Tom Cruise will star as Jak Harper, a drone repairman whose longstanding battle with alien invaders is drawing to an end. But when his aircraft lands on a barren Earth one day, his encounter with a mysterious woman named Julia (Olga Kurylenko) throws everything he thinks he knows about the war into doubt.
Its studio’s obviously enthusiastic about Oblivion’s merits, with Universal boss Adam Folgeson describing it as “one of the most beautiful scripts we’ve ever come across”. Certainly, one of the things that let Tron: Legacy down was its almost non-existent storyline, so if the script’s up to the quality of the visuals we know Kosinski’s capable of, then Oblivion could be a great sophomore feature for the director.
UK release date: TBA 2013
Confusingly, there are two movies out next year with the title The Prototype, but the one we’re most interested in is written and directed by Andrew Will, director of Act Of Valor and The Bandito Brothers. It’s about an experimental military android that escapes from a ‘Nevada storage facility’ and is hunted down by soldiers – among them Neal McDonough, who you’ll probably recognise from Captain America or Minority Report.

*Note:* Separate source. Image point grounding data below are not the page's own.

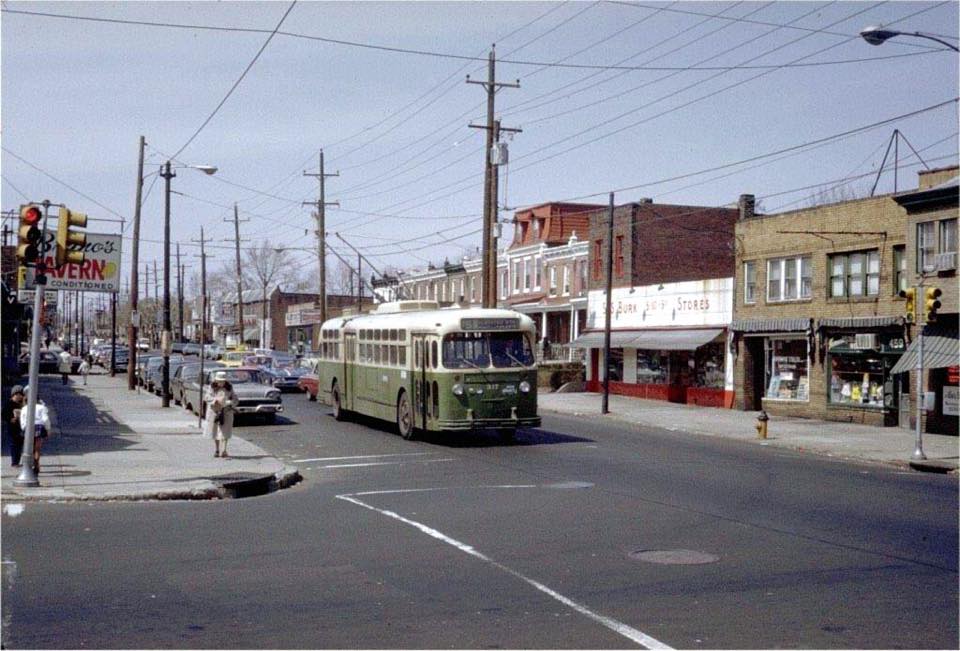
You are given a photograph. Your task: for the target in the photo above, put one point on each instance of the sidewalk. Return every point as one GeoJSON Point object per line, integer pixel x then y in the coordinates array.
{"type": "Point", "coordinates": [843, 440]}
{"type": "Point", "coordinates": [109, 443]}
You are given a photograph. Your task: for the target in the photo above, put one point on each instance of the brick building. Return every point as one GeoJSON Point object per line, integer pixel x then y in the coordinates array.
{"type": "Point", "coordinates": [819, 325]}
{"type": "Point", "coordinates": [672, 302]}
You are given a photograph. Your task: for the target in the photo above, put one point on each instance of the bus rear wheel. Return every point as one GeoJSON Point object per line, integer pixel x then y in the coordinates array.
{"type": "Point", "coordinates": [404, 417]}
{"type": "Point", "coordinates": [338, 411]}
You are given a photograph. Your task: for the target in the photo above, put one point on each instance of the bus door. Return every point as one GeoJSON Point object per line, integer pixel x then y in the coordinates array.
{"type": "Point", "coordinates": [420, 386]}
{"type": "Point", "coordinates": [349, 370]}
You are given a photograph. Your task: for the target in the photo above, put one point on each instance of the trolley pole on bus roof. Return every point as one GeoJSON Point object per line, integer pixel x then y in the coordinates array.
{"type": "Point", "coordinates": [605, 409]}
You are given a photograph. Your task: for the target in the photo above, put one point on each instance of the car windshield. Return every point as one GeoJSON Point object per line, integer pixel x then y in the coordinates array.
{"type": "Point", "coordinates": [478, 349]}
{"type": "Point", "coordinates": [237, 376]}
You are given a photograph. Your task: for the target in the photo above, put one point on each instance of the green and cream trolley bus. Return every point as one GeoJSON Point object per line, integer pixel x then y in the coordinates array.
{"type": "Point", "coordinates": [430, 369]}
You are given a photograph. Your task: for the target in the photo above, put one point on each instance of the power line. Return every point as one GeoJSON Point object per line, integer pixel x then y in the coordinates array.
{"type": "Point", "coordinates": [239, 79]}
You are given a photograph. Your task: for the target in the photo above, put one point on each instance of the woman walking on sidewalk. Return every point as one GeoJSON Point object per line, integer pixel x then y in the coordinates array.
{"type": "Point", "coordinates": [84, 369]}
{"type": "Point", "coordinates": [40, 428]}
{"type": "Point", "coordinates": [218, 424]}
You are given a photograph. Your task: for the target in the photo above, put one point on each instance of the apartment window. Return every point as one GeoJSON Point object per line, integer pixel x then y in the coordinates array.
{"type": "Point", "coordinates": [899, 269]}
{"type": "Point", "coordinates": [750, 282]}
{"type": "Point", "coordinates": [855, 274]}
{"type": "Point", "coordinates": [948, 236]}
{"type": "Point", "coordinates": [618, 256]}
{"type": "Point", "coordinates": [789, 279]}
{"type": "Point", "coordinates": [926, 245]}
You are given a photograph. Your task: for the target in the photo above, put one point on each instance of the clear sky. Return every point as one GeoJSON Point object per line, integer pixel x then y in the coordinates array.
{"type": "Point", "coordinates": [767, 76]}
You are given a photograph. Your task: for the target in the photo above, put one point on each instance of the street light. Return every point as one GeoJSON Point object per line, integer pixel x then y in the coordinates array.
{"type": "Point", "coordinates": [167, 173]}
{"type": "Point", "coordinates": [876, 35]}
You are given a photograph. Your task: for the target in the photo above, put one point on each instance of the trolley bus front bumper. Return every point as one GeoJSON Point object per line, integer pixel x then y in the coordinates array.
{"type": "Point", "coordinates": [471, 423]}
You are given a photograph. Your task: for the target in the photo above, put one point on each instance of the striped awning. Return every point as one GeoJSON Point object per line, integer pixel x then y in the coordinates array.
{"type": "Point", "coordinates": [938, 352]}
{"type": "Point", "coordinates": [677, 339]}
{"type": "Point", "coordinates": [770, 325]}
{"type": "Point", "coordinates": [861, 322]}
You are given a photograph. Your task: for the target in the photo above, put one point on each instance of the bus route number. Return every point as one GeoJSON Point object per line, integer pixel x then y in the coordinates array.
{"type": "Point", "coordinates": [490, 324]}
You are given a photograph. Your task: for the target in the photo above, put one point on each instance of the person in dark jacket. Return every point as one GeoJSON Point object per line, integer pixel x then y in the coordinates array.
{"type": "Point", "coordinates": [11, 423]}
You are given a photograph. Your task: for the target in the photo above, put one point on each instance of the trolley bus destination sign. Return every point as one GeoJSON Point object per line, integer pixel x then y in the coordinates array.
{"type": "Point", "coordinates": [508, 323]}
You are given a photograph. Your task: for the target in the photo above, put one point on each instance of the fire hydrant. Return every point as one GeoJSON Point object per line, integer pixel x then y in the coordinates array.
{"type": "Point", "coordinates": [762, 425]}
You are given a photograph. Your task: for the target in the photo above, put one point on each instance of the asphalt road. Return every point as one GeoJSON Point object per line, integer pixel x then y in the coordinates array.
{"type": "Point", "coordinates": [469, 543]}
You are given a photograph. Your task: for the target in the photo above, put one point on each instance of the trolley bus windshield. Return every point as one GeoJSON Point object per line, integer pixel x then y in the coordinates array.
{"type": "Point", "coordinates": [479, 349]}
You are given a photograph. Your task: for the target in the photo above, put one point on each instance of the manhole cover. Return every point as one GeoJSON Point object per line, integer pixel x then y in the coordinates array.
{"type": "Point", "coordinates": [674, 556]}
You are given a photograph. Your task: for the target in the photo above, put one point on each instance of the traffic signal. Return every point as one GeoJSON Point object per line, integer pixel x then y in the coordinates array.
{"type": "Point", "coordinates": [910, 307]}
{"type": "Point", "coordinates": [29, 234]}
{"type": "Point", "coordinates": [66, 237]}
{"type": "Point", "coordinates": [930, 303]}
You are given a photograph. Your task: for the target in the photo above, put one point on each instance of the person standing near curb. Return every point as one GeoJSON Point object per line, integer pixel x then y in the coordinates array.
{"type": "Point", "coordinates": [218, 424]}
{"type": "Point", "coordinates": [40, 429]}
{"type": "Point", "coordinates": [64, 366]}
{"type": "Point", "coordinates": [11, 423]}
{"type": "Point", "coordinates": [85, 369]}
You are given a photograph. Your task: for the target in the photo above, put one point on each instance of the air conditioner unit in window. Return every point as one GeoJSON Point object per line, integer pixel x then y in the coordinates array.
{"type": "Point", "coordinates": [946, 261]}
{"type": "Point", "coordinates": [865, 341]}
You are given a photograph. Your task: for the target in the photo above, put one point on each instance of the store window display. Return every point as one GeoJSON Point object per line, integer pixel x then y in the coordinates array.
{"type": "Point", "coordinates": [787, 369]}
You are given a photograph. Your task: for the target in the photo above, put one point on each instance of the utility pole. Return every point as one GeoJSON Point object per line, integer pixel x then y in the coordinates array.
{"type": "Point", "coordinates": [133, 327]}
{"type": "Point", "coordinates": [489, 255]}
{"type": "Point", "coordinates": [236, 239]}
{"type": "Point", "coordinates": [320, 215]}
{"type": "Point", "coordinates": [179, 294]}
{"type": "Point", "coordinates": [605, 408]}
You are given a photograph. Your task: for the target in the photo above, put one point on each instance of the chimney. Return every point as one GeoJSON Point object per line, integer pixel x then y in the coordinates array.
{"type": "Point", "coordinates": [747, 204]}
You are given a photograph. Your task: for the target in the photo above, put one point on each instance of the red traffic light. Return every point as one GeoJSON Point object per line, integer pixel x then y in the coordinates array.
{"type": "Point", "coordinates": [30, 215]}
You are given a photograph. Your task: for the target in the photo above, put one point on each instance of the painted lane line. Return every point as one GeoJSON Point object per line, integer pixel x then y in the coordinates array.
{"type": "Point", "coordinates": [396, 491]}
{"type": "Point", "coordinates": [381, 463]}
{"type": "Point", "coordinates": [366, 456]}
{"type": "Point", "coordinates": [620, 628]}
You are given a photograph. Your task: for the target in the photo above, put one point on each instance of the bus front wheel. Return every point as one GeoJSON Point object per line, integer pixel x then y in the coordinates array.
{"type": "Point", "coordinates": [404, 417]}
{"type": "Point", "coordinates": [338, 411]}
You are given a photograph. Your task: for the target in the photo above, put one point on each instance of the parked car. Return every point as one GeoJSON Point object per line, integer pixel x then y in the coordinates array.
{"type": "Point", "coordinates": [285, 378]}
{"type": "Point", "coordinates": [256, 398]}
{"type": "Point", "coordinates": [233, 358]}
{"type": "Point", "coordinates": [309, 382]}
{"type": "Point", "coordinates": [186, 374]}
{"type": "Point", "coordinates": [141, 369]}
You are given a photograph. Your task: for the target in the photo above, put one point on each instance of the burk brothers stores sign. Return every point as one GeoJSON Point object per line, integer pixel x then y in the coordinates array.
{"type": "Point", "coordinates": [686, 304]}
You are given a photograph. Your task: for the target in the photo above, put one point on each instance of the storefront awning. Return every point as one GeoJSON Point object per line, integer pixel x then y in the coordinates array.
{"type": "Point", "coordinates": [651, 339]}
{"type": "Point", "coordinates": [861, 322]}
{"type": "Point", "coordinates": [675, 339]}
{"type": "Point", "coordinates": [770, 325]}
{"type": "Point", "coordinates": [938, 352]}
{"type": "Point", "coordinates": [595, 340]}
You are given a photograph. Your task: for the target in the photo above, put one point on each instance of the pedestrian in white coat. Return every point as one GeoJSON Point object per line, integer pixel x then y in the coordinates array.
{"type": "Point", "coordinates": [40, 429]}
{"type": "Point", "coordinates": [218, 424]}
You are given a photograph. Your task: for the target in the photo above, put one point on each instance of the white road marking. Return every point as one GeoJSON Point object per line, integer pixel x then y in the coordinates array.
{"type": "Point", "coordinates": [381, 463]}
{"type": "Point", "coordinates": [365, 456]}
{"type": "Point", "coordinates": [13, 510]}
{"type": "Point", "coordinates": [620, 628]}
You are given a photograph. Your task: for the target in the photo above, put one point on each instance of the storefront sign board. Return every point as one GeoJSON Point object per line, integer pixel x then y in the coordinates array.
{"type": "Point", "coordinates": [694, 303]}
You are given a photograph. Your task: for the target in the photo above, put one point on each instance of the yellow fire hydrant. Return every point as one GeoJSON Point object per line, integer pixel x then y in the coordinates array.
{"type": "Point", "coordinates": [762, 420]}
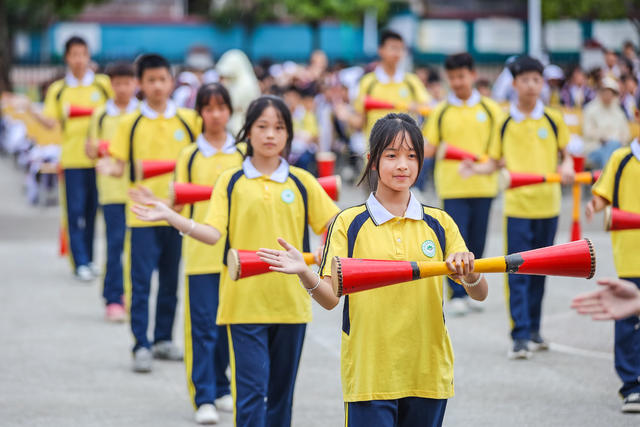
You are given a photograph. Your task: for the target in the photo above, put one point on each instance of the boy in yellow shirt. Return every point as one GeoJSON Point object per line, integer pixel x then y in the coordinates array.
{"type": "Point", "coordinates": [388, 82]}
{"type": "Point", "coordinates": [112, 191]}
{"type": "Point", "coordinates": [80, 87]}
{"type": "Point", "coordinates": [159, 131]}
{"type": "Point", "coordinates": [468, 121]}
{"type": "Point", "coordinates": [531, 140]}
{"type": "Point", "coordinates": [617, 186]}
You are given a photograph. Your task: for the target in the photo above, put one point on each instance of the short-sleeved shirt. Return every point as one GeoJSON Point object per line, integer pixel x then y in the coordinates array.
{"type": "Point", "coordinates": [618, 184]}
{"type": "Point", "coordinates": [103, 126]}
{"type": "Point", "coordinates": [531, 144]}
{"type": "Point", "coordinates": [394, 340]}
{"type": "Point", "coordinates": [472, 125]}
{"type": "Point", "coordinates": [404, 87]}
{"type": "Point", "coordinates": [253, 210]}
{"type": "Point", "coordinates": [202, 164]}
{"type": "Point", "coordinates": [92, 91]}
{"type": "Point", "coordinates": [147, 135]}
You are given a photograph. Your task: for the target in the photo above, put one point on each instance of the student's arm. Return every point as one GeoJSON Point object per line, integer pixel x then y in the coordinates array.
{"type": "Point", "coordinates": [158, 211]}
{"type": "Point", "coordinates": [291, 261]}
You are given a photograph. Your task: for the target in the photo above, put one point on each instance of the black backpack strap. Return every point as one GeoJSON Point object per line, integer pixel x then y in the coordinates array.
{"type": "Point", "coordinates": [187, 128]}
{"type": "Point", "coordinates": [232, 182]}
{"type": "Point", "coordinates": [488, 111]}
{"type": "Point", "coordinates": [306, 247]}
{"type": "Point", "coordinates": [616, 182]}
{"type": "Point", "coordinates": [192, 157]}
{"type": "Point", "coordinates": [132, 168]}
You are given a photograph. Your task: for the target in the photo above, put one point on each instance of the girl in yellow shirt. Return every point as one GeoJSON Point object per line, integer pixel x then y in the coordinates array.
{"type": "Point", "coordinates": [266, 315]}
{"type": "Point", "coordinates": [377, 336]}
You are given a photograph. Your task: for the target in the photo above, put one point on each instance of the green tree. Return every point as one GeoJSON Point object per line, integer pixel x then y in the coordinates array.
{"type": "Point", "coordinates": [25, 15]}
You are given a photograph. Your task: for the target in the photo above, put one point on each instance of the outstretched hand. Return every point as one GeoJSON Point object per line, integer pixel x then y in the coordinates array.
{"type": "Point", "coordinates": [617, 300]}
{"type": "Point", "coordinates": [156, 211]}
{"type": "Point", "coordinates": [289, 261]}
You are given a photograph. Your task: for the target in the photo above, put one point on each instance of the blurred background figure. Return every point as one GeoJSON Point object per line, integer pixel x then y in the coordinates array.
{"type": "Point", "coordinates": [605, 126]}
{"type": "Point", "coordinates": [236, 74]}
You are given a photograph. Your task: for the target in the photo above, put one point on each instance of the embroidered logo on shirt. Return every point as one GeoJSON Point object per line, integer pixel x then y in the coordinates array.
{"type": "Point", "coordinates": [287, 196]}
{"type": "Point", "coordinates": [542, 133]}
{"type": "Point", "coordinates": [429, 248]}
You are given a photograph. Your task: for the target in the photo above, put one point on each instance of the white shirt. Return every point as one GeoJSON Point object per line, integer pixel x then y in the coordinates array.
{"type": "Point", "coordinates": [383, 77]}
{"type": "Point", "coordinates": [208, 150]}
{"type": "Point", "coordinates": [279, 175]}
{"type": "Point", "coordinates": [472, 101]}
{"type": "Point", "coordinates": [72, 81]}
{"type": "Point", "coordinates": [380, 215]}
{"type": "Point", "coordinates": [113, 110]}
{"type": "Point", "coordinates": [518, 116]}
{"type": "Point", "coordinates": [150, 113]}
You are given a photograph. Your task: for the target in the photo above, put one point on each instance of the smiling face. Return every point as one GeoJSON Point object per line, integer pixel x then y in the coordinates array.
{"type": "Point", "coordinates": [398, 166]}
{"type": "Point", "coordinates": [268, 134]}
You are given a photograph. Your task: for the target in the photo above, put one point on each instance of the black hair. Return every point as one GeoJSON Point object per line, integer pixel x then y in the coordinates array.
{"type": "Point", "coordinates": [525, 64]}
{"type": "Point", "coordinates": [384, 132]}
{"type": "Point", "coordinates": [74, 41]}
{"type": "Point", "coordinates": [458, 61]}
{"type": "Point", "coordinates": [255, 110]}
{"type": "Point", "coordinates": [150, 61]}
{"type": "Point", "coordinates": [389, 35]}
{"type": "Point", "coordinates": [210, 90]}
{"type": "Point", "coordinates": [120, 69]}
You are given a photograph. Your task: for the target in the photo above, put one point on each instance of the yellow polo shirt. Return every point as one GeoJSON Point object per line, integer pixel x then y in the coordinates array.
{"type": "Point", "coordinates": [472, 126]}
{"type": "Point", "coordinates": [103, 126]}
{"type": "Point", "coordinates": [406, 88]}
{"type": "Point", "coordinates": [146, 135]}
{"type": "Point", "coordinates": [202, 164]}
{"type": "Point", "coordinates": [260, 210]}
{"type": "Point", "coordinates": [532, 144]}
{"type": "Point", "coordinates": [395, 342]}
{"type": "Point", "coordinates": [93, 91]}
{"type": "Point", "coordinates": [622, 173]}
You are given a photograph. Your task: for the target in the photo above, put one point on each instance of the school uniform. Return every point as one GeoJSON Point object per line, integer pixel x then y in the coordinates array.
{"type": "Point", "coordinates": [618, 184]}
{"type": "Point", "coordinates": [112, 196]}
{"type": "Point", "coordinates": [80, 200]}
{"type": "Point", "coordinates": [206, 348]}
{"type": "Point", "coordinates": [530, 144]}
{"type": "Point", "coordinates": [396, 356]}
{"type": "Point", "coordinates": [402, 87]}
{"type": "Point", "coordinates": [147, 135]}
{"type": "Point", "coordinates": [472, 125]}
{"type": "Point", "coordinates": [266, 315]}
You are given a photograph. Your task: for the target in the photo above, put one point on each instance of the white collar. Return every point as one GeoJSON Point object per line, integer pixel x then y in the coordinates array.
{"type": "Point", "coordinates": [207, 150]}
{"type": "Point", "coordinates": [113, 110]}
{"type": "Point", "coordinates": [279, 175]}
{"type": "Point", "coordinates": [635, 148]}
{"type": "Point", "coordinates": [473, 99]}
{"type": "Point", "coordinates": [149, 113]}
{"type": "Point", "coordinates": [383, 78]}
{"type": "Point", "coordinates": [518, 116]}
{"type": "Point", "coordinates": [72, 81]}
{"type": "Point", "coordinates": [380, 215]}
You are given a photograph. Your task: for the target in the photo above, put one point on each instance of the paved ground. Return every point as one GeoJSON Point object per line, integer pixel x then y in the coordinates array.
{"type": "Point", "coordinates": [62, 365]}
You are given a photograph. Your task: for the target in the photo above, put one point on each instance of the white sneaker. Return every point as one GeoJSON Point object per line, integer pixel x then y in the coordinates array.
{"type": "Point", "coordinates": [84, 274]}
{"type": "Point", "coordinates": [207, 414]}
{"type": "Point", "coordinates": [225, 403]}
{"type": "Point", "coordinates": [457, 307]}
{"type": "Point", "coordinates": [95, 270]}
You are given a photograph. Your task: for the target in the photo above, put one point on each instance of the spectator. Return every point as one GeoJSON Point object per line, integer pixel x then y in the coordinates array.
{"type": "Point", "coordinates": [605, 127]}
{"type": "Point", "coordinates": [576, 93]}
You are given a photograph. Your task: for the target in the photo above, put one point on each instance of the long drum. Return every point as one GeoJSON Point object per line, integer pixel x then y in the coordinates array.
{"type": "Point", "coordinates": [573, 259]}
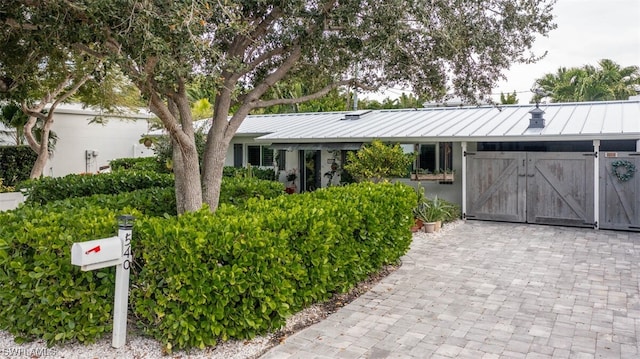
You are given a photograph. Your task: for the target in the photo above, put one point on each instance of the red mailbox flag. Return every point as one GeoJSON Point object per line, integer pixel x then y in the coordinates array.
{"type": "Point", "coordinates": [95, 249]}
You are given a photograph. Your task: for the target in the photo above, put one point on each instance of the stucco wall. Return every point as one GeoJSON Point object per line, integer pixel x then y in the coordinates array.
{"type": "Point", "coordinates": [118, 138]}
{"type": "Point", "coordinates": [10, 200]}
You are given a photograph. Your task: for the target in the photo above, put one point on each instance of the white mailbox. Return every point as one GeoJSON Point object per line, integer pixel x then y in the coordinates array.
{"type": "Point", "coordinates": [96, 254]}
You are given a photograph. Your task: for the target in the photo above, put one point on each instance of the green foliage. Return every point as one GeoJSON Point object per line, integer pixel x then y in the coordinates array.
{"type": "Point", "coordinates": [436, 209]}
{"type": "Point", "coordinates": [155, 201]}
{"type": "Point", "coordinates": [4, 188]}
{"type": "Point", "coordinates": [16, 163]}
{"type": "Point", "coordinates": [48, 189]}
{"type": "Point", "coordinates": [42, 295]}
{"type": "Point", "coordinates": [137, 164]}
{"type": "Point", "coordinates": [234, 274]}
{"type": "Point", "coordinates": [238, 190]}
{"type": "Point", "coordinates": [509, 99]}
{"type": "Point", "coordinates": [378, 161]}
{"type": "Point", "coordinates": [606, 81]}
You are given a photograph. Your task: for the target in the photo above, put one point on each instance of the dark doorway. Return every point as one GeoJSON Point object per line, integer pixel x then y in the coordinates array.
{"type": "Point", "coordinates": [310, 165]}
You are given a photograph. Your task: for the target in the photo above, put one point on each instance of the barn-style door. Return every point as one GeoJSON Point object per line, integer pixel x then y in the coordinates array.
{"type": "Point", "coordinates": [620, 191]}
{"type": "Point", "coordinates": [531, 187]}
{"type": "Point", "coordinates": [496, 186]}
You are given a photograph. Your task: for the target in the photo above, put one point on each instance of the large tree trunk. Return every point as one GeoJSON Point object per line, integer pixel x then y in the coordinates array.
{"type": "Point", "coordinates": [214, 158]}
{"type": "Point", "coordinates": [187, 177]}
{"type": "Point", "coordinates": [42, 148]}
{"type": "Point", "coordinates": [218, 140]}
{"type": "Point", "coordinates": [186, 166]}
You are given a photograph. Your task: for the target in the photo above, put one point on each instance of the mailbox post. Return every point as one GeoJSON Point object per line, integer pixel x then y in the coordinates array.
{"type": "Point", "coordinates": [121, 301]}
{"type": "Point", "coordinates": [107, 252]}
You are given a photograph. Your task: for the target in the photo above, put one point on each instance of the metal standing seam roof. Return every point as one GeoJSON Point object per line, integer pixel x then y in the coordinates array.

One of the lower-budget offerings on this list, it nevertheless looks quite exciting – not least for its extremely cool robot design, which is on prominent display in the trailer above. With the story looking like a mix of the Bourne films and RoboCop, this could be one of next year’s most intriguing sci-fi offerings.
UK release date: TBA 2013
Robot & Frank
Already praised by the few who’ve seen it, Robot & Frank is a fusion of drama and light sci-fi, and a marked change of pace from the action-oriented stuff on this list. Frank Langella stars as his namesake Frank, an aging ex-convict who’s suffering from the early stages of dementia. To help, Frank’s son (played by James Marsden) buys a robot (with the voice of Peter Sarsgaard) to help around the house and keep the old man company. Frank’s initial suspicion gradually gives way to delight when he discovers that the robot may be able to help him with his criminal exploits.
Shot for less than $3 million, Robot & Frank looks like a delightful, bittersweet character piece, and a great debut from director Jake Schrier, a former director of music videos and commercials. Although its critical success already seems assured, we hope its scheduling in the UK, which places it among noisier company such as Hansel And Gretel: Witch Hunters and Oz: The Great And Powerful, doesn’t mean it’ll become a film more written about than watched in cinemas.
UK release date: 8th March 2013.
Alfonso Cuarón’s 2006 adaptation of PD James’ novel Children Of Men was a spectacular piece of filmmaking, so it’s little surprise that his forthcoming genre movie, Gravity, should be so eagerly awaited. Buzz began to build around the project almost three years ago, when an early version of the script (written by Alfonso and Jonas Cuarón and Rodrigo Garcia) suggested that it might be composed of one extended, feature-length shot.
Its plot is ostensibly a simple one. George Clooney and Sandra Bullock star as a pair of astronauts who survive the destruction of an orbiting space station, and struggle to find a means of survival in a debris-strewn vacuum. Early test screenings have been extremely positive, with Sandra Bullock’s performance described by some as being the best of her career so far.
Unsurprisingly, the most praise has been reserved for Cuarón himself. Although the movie’s actually a series of long takes rather than one unbroken one, it has nevertheless been described as visually astonishing. We can hardly wait.
UK release date: TBA 2013
Honorable mention: Singularity – Roland Emmerich’s intriguing sci-fi offering, which may or may not come out in 2013 after its production was halted for script rewrites.